Hallow-Eno, held at West Point on the Eno, is designed for children ages 12 and younger, with an eye toward showing kids that this is the most outdoors-friendly holiday of them all. This event will feature campfire stories, hayrides and assorted games. 6-9 p.m. Monday; durhamnc.gov.

For older Halloweenies

Halloween isn’t just about kids begging for candy. Let’s not forget about those young at heart, counting down the days until they can safely wear fantastical outfits outside their homes without judgment.

Reel-ly Scary Cary Movie Series returns to Cary’s Koka Booth Amphitheatre with a three-night run of films (Oct. 27-29) – Mel Brooks’ “Young Frankenstein” (Thursday), last year’s family film “Goosebumps” (Friday) and “The Conjuring 2” (Saturday). Pick a night and bring a blanket or lawn chair to enjoy a frightful flick under the stars after a walk through the venue’s haunted house, which is not recommended for those under 12 years of age. Gates open at 6 p.m. and the movies start at 7:30; Haunted House is open 6-10 p.m.; $10 (includes film and one trip through haunted house); boothamphitheatre.com.

Halloween Fright Night Movie Party at the N.C. Museum of Art also competes for area horror film fans’ hearts. Featuring a professional makeup workshop and portraits by visiting photographer Wes Naman, the evening includes a 9 p.m. screening of the instant cult classic vampire comedy “What We Do in the Shadows.” 6:30 p.m. Saturday; $10 for museum members, $13 for non-members; ncartmuseum.org.

Drink-or-Treat that’s what you do after a weekend where your diet consists of 95 percent corn syrup and you need to ingest something a little more malty. Trophy Brewing Company’s charity event (Maywood location) benefits Cancer for College, a college fund for cancer survivors. Enjoy eight beer samples from Trophy, treats from Daylight Donuts and Insomnia Cookies, as well as prizes for best costume inspired by a Will Ferrell character. 3-7: p.m. Sunday; $15. 919-803-1333.

Candy not included

If the idea of a weekend spent around kids gives you more heebie-jeebies than a “Friday the 13th” marathon, there are other options that may be more your speed.

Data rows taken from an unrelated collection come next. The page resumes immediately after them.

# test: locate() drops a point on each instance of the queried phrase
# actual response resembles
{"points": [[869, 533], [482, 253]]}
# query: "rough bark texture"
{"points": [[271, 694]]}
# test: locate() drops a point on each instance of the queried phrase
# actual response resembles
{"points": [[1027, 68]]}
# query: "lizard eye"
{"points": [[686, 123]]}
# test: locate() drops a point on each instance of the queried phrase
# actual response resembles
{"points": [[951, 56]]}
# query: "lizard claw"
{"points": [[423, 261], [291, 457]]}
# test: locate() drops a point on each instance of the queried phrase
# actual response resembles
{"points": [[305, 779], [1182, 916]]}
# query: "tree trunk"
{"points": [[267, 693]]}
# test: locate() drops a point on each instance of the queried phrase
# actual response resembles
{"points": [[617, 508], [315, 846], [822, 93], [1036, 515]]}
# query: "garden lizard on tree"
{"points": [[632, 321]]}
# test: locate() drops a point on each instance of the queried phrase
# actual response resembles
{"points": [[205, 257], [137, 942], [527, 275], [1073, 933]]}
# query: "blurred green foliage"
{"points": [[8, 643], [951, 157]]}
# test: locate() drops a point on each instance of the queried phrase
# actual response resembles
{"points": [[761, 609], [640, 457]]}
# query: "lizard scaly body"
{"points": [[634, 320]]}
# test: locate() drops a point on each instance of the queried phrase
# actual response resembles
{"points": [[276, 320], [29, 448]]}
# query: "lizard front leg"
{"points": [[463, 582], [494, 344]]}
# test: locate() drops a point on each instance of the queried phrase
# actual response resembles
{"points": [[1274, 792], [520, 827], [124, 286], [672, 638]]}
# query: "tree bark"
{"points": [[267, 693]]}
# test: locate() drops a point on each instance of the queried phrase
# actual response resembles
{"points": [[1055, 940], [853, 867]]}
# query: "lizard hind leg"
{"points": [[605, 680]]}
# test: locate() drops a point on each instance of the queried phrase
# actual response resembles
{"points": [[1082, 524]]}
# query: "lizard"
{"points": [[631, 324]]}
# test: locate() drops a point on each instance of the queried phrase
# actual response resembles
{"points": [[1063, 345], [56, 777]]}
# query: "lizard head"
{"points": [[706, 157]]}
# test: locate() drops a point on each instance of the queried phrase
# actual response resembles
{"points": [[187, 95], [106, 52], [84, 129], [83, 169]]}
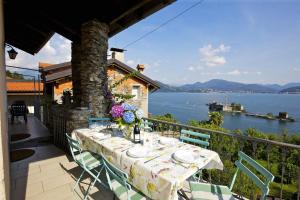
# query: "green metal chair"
{"points": [[99, 121], [147, 126], [211, 191], [118, 183], [199, 139], [90, 162]]}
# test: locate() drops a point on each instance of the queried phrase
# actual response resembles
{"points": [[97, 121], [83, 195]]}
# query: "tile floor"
{"points": [[49, 174]]}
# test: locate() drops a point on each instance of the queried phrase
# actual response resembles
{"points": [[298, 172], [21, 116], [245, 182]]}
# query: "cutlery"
{"points": [[152, 159]]}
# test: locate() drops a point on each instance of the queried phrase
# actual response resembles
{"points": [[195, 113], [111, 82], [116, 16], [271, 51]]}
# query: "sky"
{"points": [[247, 41]]}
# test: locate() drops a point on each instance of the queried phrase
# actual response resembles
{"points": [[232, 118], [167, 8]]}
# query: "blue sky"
{"points": [[245, 41]]}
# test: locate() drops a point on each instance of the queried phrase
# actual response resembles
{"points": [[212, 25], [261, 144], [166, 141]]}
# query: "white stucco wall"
{"points": [[4, 147]]}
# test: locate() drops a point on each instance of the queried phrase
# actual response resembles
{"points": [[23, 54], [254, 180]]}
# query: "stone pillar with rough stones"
{"points": [[94, 45], [76, 72]]}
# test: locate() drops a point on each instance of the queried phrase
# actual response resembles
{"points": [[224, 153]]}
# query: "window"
{"points": [[136, 92]]}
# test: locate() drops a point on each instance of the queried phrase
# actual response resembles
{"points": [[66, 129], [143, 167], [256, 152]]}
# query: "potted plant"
{"points": [[126, 116]]}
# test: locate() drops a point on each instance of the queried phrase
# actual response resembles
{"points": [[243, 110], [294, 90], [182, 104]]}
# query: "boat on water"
{"points": [[233, 107]]}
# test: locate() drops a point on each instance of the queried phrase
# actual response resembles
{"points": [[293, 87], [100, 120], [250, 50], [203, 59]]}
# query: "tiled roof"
{"points": [[23, 86], [67, 72]]}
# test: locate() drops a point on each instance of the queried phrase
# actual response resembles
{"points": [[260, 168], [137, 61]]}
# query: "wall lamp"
{"points": [[12, 53]]}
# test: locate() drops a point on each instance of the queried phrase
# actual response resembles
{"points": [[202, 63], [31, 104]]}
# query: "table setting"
{"points": [[156, 165]]}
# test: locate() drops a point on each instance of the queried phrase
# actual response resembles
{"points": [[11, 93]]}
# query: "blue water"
{"points": [[185, 106]]}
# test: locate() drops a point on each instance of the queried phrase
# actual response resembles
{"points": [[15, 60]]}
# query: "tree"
{"points": [[216, 118]]}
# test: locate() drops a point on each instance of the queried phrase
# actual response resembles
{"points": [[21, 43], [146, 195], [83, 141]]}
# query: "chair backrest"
{"points": [[113, 172], [197, 138], [99, 121], [74, 146], [18, 109], [262, 184]]}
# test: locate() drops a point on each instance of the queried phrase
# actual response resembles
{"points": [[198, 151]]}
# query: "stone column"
{"points": [[76, 72], [94, 45], [4, 148]]}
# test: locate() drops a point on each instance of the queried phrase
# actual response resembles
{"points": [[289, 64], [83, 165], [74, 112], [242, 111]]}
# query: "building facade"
{"points": [[58, 78]]}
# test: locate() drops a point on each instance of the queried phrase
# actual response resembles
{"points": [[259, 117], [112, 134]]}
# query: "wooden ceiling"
{"points": [[29, 24]]}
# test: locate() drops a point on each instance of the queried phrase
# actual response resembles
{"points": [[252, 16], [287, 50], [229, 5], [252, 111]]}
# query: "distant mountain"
{"points": [[291, 90], [224, 86], [282, 87], [167, 88]]}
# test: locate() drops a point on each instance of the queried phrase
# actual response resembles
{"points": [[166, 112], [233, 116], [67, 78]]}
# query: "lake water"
{"points": [[185, 106]]}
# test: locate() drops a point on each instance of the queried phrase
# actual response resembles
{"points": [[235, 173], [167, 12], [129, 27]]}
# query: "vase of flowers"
{"points": [[126, 116]]}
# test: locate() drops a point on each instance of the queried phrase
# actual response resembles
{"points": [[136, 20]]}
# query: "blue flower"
{"points": [[139, 114], [128, 117], [127, 106]]}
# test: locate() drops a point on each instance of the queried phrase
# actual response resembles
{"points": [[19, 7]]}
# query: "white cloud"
{"points": [[211, 56], [296, 69], [191, 68], [234, 72], [131, 62]]}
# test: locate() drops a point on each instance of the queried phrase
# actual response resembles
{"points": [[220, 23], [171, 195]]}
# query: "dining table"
{"points": [[152, 166]]}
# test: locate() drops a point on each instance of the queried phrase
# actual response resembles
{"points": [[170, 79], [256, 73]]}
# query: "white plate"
{"points": [[167, 141], [186, 156], [100, 136], [138, 152]]}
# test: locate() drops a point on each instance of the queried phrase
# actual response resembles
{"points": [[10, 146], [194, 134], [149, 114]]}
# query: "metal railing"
{"points": [[282, 159]]}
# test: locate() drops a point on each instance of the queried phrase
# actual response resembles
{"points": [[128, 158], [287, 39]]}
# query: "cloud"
{"points": [[234, 72], [296, 69], [191, 68], [131, 62], [56, 50], [211, 56]]}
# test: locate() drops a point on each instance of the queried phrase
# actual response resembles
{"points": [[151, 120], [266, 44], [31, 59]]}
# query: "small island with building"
{"points": [[233, 107], [238, 108], [282, 116]]}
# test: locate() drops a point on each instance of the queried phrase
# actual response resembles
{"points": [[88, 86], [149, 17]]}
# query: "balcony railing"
{"points": [[282, 159]]}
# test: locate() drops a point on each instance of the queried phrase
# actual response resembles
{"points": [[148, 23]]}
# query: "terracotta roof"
{"points": [[67, 72], [22, 86]]}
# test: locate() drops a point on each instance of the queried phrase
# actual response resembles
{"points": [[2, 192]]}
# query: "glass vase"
{"points": [[127, 131]]}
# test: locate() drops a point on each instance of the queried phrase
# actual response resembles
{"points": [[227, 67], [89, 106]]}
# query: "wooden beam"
{"points": [[129, 11]]}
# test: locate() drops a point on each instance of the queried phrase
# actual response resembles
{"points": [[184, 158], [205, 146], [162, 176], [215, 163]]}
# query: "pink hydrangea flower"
{"points": [[117, 111]]}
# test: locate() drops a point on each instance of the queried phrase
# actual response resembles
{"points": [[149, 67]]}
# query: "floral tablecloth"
{"points": [[158, 176]]}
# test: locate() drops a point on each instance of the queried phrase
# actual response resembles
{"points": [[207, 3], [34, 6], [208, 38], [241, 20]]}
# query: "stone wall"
{"points": [[94, 45]]}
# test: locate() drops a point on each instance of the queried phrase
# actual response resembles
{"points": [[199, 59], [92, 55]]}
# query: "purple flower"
{"points": [[139, 114], [128, 117], [117, 111], [127, 106]]}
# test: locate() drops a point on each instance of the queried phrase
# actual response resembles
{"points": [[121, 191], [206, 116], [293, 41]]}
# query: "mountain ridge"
{"points": [[226, 86]]}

The Annual Costume Ball at Lincoln Theatre in Raleigh features performances by Big Something and Zach Deputy. 9 p.m. Saturday; $15. lincolntheatre.com.

“Southern Stoner Soul Metal” more your style? The Maywood in Raleigh hosts Broadslab and death thrash metal band Datura for its Halloween show. 8 p.m. Saturday; $8 (must be 21 or over); themaywoodraleigh.com.

7 Stories is for those for whom adult-themed tales of terror make them think, “Better you than me, buddy.” The latest edition of this live storytelling series is dubbed “Food Service Tales of Terror II” – so tip the bar staff extra, or you may end up the antagonist in someone’s story next year. 7 p.m. Sunday; $5; kingsraleigh.com.